Furthermore, a key executive at MOEC -- CTO Dr. Brian Lawrence -- is reported to have quit the company in the past few weeks. Dr. Lawrence joined MOEC in 1996 and rose through the ranks from engineer, to project leader, to his most recent post as VP of research and engineering and chief technical officer. Shimazu declined to comment on the truth of this rumor, although he did say that the startup was preparing a statement about personnel changes.

Then there's Symmorphix, which has cut roughly fifty percent of its workforce this year and closed down one of its centers in Santa Rosa, Calif., according to Bob Conner, its chief marketing and strategy officer. The remaining 25 employees have been consolidated at Symmorphix's Sunnyvale facility.

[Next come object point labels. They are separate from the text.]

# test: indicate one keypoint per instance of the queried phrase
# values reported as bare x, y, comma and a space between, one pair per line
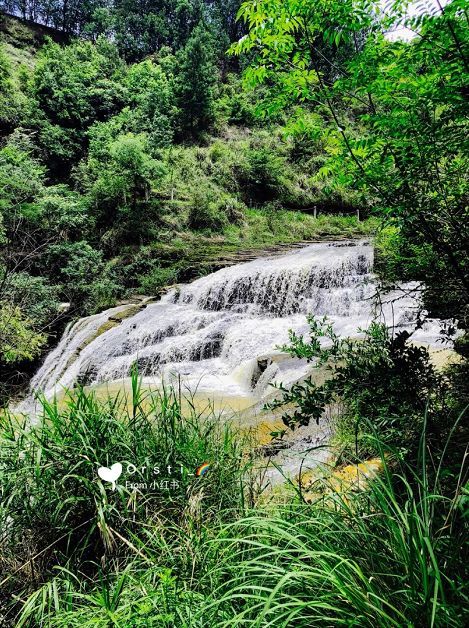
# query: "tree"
397, 111
118, 177
71, 88
195, 78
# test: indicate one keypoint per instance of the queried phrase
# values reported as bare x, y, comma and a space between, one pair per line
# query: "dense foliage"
133, 156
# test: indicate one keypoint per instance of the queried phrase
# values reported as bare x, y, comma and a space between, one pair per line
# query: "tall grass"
391, 552
395, 554
58, 518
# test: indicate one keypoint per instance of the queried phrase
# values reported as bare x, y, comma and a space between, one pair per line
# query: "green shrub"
157, 278
382, 379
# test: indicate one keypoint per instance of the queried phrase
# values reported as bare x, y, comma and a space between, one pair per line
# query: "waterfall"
221, 333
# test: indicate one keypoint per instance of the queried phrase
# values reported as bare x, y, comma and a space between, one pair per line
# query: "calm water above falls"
220, 333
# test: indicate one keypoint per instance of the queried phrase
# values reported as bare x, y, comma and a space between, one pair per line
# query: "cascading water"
220, 333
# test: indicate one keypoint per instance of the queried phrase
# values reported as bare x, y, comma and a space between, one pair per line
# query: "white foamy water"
215, 332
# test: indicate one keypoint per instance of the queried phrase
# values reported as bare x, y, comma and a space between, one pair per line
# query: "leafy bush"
382, 379
33, 295
157, 278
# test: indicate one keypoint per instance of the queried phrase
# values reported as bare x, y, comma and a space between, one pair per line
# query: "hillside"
127, 190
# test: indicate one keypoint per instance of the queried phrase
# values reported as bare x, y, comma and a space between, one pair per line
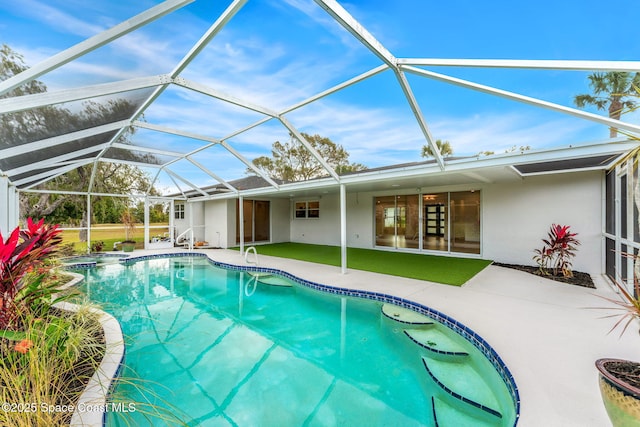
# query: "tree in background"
291, 161
32, 125
443, 146
611, 91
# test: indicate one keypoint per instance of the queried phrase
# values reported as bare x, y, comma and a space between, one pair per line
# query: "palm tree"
612, 91
443, 146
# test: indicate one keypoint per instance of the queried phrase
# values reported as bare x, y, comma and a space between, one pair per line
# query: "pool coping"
91, 408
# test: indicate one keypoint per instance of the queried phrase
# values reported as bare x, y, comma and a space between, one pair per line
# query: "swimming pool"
91, 260
215, 345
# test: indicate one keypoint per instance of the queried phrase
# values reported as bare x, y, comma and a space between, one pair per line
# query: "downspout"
343, 228
241, 222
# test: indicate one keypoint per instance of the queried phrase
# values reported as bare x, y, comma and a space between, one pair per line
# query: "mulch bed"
579, 278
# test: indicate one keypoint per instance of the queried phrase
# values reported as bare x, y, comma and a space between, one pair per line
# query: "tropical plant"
611, 91
444, 147
22, 253
557, 252
47, 365
97, 246
629, 304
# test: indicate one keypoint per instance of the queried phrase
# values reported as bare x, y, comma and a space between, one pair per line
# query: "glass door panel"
261, 220
385, 221
408, 222
435, 222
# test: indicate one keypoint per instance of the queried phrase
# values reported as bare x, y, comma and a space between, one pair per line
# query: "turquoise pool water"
209, 346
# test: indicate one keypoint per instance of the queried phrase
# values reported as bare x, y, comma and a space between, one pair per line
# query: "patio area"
544, 331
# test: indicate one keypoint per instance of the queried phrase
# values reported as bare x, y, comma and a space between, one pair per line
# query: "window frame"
306, 209
178, 210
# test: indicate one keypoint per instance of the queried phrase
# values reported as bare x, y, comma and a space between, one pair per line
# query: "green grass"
440, 269
109, 234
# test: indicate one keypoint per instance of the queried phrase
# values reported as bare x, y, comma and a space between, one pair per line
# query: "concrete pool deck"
544, 331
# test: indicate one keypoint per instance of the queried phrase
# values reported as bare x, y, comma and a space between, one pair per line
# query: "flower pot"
128, 246
621, 399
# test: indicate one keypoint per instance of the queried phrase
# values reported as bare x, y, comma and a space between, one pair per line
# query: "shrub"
97, 246
24, 252
557, 252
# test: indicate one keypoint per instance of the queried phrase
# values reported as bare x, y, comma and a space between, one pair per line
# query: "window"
309, 209
178, 211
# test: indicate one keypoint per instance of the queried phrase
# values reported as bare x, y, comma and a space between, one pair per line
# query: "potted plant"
619, 379
129, 228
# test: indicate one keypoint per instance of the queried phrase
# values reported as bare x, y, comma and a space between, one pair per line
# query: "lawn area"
440, 269
111, 233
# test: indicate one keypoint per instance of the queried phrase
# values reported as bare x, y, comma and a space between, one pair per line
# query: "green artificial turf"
440, 269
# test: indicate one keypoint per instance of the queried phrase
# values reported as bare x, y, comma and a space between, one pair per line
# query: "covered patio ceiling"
193, 160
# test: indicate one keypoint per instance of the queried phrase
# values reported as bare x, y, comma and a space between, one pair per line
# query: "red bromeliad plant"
558, 251
21, 253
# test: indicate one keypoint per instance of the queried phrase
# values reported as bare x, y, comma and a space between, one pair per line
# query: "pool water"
209, 346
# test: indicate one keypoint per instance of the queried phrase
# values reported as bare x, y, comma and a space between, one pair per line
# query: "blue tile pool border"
476, 340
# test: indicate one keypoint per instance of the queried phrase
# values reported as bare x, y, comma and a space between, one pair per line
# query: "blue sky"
276, 53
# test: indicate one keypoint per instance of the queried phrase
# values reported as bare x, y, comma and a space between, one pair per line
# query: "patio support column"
4, 205
88, 222
241, 223
191, 207
146, 223
13, 207
343, 228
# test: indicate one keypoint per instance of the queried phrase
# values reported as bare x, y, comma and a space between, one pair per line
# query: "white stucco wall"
198, 219
517, 216
320, 231
280, 220
216, 219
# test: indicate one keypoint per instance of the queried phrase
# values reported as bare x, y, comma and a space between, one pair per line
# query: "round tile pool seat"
460, 383
404, 315
436, 342
271, 279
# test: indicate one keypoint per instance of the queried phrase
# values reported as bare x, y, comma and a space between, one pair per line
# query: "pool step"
446, 415
404, 315
461, 383
436, 342
274, 280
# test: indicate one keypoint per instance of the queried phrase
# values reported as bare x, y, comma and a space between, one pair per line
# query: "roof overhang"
472, 172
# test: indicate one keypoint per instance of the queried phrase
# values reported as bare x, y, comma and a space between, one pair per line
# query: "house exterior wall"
197, 210
220, 221
324, 230
280, 220
517, 216
216, 220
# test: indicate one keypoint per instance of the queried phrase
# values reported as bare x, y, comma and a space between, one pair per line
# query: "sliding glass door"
397, 221
448, 222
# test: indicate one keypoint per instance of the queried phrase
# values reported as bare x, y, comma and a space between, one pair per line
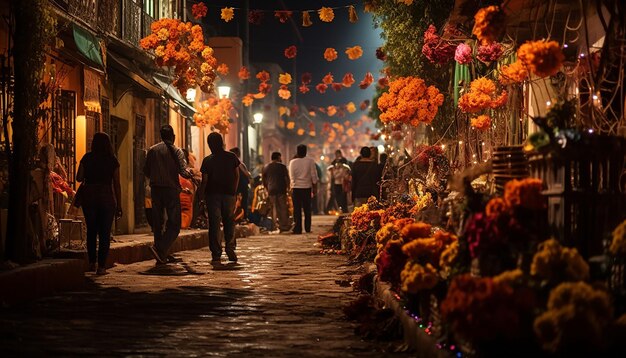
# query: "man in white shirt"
303, 175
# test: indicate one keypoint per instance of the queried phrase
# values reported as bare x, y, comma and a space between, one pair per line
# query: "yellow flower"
284, 78
326, 14
228, 13
354, 52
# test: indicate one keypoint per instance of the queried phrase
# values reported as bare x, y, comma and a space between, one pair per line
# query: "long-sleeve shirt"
161, 167
302, 173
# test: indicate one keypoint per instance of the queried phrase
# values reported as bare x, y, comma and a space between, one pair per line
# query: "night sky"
269, 40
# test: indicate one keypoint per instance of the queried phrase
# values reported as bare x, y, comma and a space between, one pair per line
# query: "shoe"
154, 253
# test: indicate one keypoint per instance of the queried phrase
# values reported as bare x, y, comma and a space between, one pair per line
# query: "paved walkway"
283, 299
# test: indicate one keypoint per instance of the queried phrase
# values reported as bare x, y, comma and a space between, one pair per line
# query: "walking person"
101, 198
276, 181
164, 163
220, 178
365, 177
303, 175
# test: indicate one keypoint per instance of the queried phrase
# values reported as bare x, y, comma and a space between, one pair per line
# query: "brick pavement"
282, 299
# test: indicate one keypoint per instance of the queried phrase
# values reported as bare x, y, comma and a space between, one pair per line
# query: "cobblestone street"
282, 299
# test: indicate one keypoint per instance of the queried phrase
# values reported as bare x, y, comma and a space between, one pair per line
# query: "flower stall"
500, 225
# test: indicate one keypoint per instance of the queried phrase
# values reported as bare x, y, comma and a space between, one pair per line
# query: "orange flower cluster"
513, 73
409, 101
214, 113
543, 58
181, 46
482, 95
488, 24
482, 122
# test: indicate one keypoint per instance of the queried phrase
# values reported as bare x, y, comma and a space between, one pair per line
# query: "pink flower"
463, 54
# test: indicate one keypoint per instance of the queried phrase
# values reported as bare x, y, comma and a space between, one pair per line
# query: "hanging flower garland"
410, 101
181, 46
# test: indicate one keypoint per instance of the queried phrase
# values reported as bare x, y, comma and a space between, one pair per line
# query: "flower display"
180, 46
482, 95
348, 80
367, 81
291, 51
243, 73
354, 52
471, 302
330, 54
618, 240
542, 58
214, 113
283, 15
227, 14
488, 24
577, 318
463, 54
223, 69
199, 10
489, 52
554, 263
409, 101
513, 73
525, 193
284, 78
326, 14
482, 122
435, 49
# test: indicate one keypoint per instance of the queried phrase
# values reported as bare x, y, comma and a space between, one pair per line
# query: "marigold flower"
354, 52
291, 51
228, 13
330, 54
326, 14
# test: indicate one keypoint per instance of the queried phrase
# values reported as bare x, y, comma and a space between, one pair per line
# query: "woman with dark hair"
99, 173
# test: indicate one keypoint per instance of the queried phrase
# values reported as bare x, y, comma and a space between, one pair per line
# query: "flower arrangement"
481, 123
576, 320
409, 101
330, 54
354, 52
488, 24
181, 46
482, 95
554, 263
214, 113
618, 242
542, 58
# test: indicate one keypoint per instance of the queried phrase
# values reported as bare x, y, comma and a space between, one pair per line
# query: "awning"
87, 44
174, 94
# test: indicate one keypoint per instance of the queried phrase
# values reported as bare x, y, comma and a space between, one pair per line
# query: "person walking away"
365, 177
339, 174
164, 163
101, 199
220, 179
303, 175
243, 187
276, 181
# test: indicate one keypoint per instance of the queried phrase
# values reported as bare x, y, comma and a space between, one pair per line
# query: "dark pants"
341, 197
301, 201
99, 219
165, 200
221, 208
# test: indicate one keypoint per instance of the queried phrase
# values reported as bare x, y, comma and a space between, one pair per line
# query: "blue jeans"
99, 219
165, 200
221, 209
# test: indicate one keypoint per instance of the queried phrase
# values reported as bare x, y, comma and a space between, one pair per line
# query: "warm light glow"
223, 91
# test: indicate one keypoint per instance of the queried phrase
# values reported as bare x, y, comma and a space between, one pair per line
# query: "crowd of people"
217, 196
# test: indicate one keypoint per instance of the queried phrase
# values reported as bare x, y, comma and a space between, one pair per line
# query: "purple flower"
463, 54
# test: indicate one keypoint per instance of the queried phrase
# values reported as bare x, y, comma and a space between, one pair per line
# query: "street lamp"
258, 118
223, 91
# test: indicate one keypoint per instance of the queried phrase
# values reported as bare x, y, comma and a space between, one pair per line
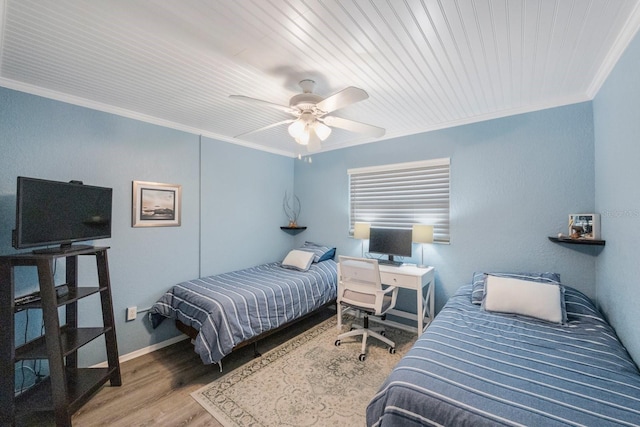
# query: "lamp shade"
361, 230
422, 233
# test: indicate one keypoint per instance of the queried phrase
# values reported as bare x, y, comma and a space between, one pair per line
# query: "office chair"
361, 289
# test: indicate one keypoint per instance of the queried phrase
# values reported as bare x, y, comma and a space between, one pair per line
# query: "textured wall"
240, 192
513, 183
617, 152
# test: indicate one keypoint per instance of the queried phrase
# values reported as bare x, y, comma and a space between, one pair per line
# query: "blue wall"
239, 190
617, 152
513, 183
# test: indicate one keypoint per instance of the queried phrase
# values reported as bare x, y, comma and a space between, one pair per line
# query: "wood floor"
156, 387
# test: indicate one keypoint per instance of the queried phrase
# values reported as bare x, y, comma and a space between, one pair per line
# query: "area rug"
307, 381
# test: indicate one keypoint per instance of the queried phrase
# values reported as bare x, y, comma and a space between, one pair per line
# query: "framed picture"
584, 226
156, 204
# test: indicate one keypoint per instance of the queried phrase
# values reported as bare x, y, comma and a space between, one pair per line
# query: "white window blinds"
400, 195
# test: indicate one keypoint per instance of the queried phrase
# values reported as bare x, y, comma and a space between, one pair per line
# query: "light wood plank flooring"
156, 387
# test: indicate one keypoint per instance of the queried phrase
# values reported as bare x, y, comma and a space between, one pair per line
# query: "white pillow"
298, 260
534, 299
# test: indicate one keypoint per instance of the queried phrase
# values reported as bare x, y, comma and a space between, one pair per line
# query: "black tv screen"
390, 241
60, 213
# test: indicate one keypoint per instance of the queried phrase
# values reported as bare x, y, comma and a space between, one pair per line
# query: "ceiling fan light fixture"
303, 139
296, 129
323, 131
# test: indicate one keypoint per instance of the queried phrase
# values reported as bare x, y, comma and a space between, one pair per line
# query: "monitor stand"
62, 249
390, 261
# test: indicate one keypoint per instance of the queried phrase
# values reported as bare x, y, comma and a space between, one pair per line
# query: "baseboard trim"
145, 350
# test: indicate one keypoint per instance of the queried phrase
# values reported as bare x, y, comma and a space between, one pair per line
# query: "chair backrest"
361, 287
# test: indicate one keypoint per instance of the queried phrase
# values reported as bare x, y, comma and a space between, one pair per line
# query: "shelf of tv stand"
72, 296
71, 340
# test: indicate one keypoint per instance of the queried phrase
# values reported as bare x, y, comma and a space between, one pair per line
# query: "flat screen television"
391, 242
60, 213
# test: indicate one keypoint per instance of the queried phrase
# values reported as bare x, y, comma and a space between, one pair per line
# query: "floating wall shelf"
570, 241
293, 230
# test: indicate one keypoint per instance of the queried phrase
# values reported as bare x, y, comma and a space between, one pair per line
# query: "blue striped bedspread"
230, 308
475, 368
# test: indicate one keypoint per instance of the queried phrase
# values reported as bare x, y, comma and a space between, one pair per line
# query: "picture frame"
156, 204
584, 226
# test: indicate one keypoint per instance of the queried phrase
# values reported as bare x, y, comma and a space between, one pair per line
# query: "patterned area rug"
307, 381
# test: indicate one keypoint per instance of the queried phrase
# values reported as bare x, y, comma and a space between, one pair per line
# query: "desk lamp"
422, 233
361, 231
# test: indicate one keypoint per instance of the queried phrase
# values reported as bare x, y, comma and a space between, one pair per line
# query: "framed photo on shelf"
584, 226
156, 204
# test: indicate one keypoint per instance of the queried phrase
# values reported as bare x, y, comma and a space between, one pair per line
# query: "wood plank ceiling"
426, 64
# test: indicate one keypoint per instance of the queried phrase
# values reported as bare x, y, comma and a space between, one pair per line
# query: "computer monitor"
391, 242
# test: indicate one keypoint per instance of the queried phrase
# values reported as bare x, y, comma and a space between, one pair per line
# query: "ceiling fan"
311, 124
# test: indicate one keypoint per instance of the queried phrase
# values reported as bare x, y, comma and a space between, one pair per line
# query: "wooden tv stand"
67, 387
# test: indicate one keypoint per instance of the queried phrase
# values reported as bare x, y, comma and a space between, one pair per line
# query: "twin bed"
225, 311
476, 367
479, 362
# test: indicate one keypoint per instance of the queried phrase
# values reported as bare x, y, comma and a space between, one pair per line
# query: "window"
400, 195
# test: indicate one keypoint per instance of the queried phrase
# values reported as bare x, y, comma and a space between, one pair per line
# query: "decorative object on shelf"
156, 205
584, 226
422, 233
293, 230
292, 209
361, 231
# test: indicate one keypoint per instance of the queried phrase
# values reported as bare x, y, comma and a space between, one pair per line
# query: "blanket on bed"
472, 367
234, 307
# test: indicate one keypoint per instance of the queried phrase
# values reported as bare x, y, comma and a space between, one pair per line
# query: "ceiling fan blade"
341, 99
284, 108
354, 126
265, 128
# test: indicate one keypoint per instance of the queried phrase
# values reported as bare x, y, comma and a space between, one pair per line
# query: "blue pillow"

Symmorphix hasn't announced any products yet, and given the current state of the market, it "doesn't wish to speculate" on when it might actually announce them. Its original plans called for the company to release products earlier this year, which clearly didn't happen (see Symmorphix Joins the Amp Camp).

The fact that it's over a year since Symmorphix won its last round of funding also raises doubts about its future. Conner declined to comment on the question of funding, but insists that the company is doing whatever it can to weather the downturn. "We're working with key customers," he says, noting somewhat ambiguously that it's the quality of Symmorphix's customers that matters.

On a slightly more positive note, Danish startup Cisilias moved to secure its future by merging with Ionas A/S, an optical foundry under the same ownership, to form a new, streamlined company called NKT Integration A/S. The new company has 70 employees and has consolidated its operations at Birkerød, which is north of Copenhagen.

The move made sense because Ionas specialized in PECVD (plasma-enhanced chemical vapor deposition) -- the same fabrication process that Cisilias used to make its EDWAs. Cisilias had released a 12-port amplifier earlier this year (see Cisilias Demos Amplifier).

That leaves InPlane Photonics which, along with Teem, appears to be carrying the EDWA torch high. InPlane scored $20 million in March 2002 and released its first product -- a tunable dispersion compensator -- soon after (see Inplane's in the Money and Inplane Intros Amplified TDC). Where InPlane differs from Teem is that it's targeting a range of highly integrated amplified components from the outset, not just an EDFA replacement.

Australian startup Redfern reportedly is still in the very early stages of product development and could not be reached for this article.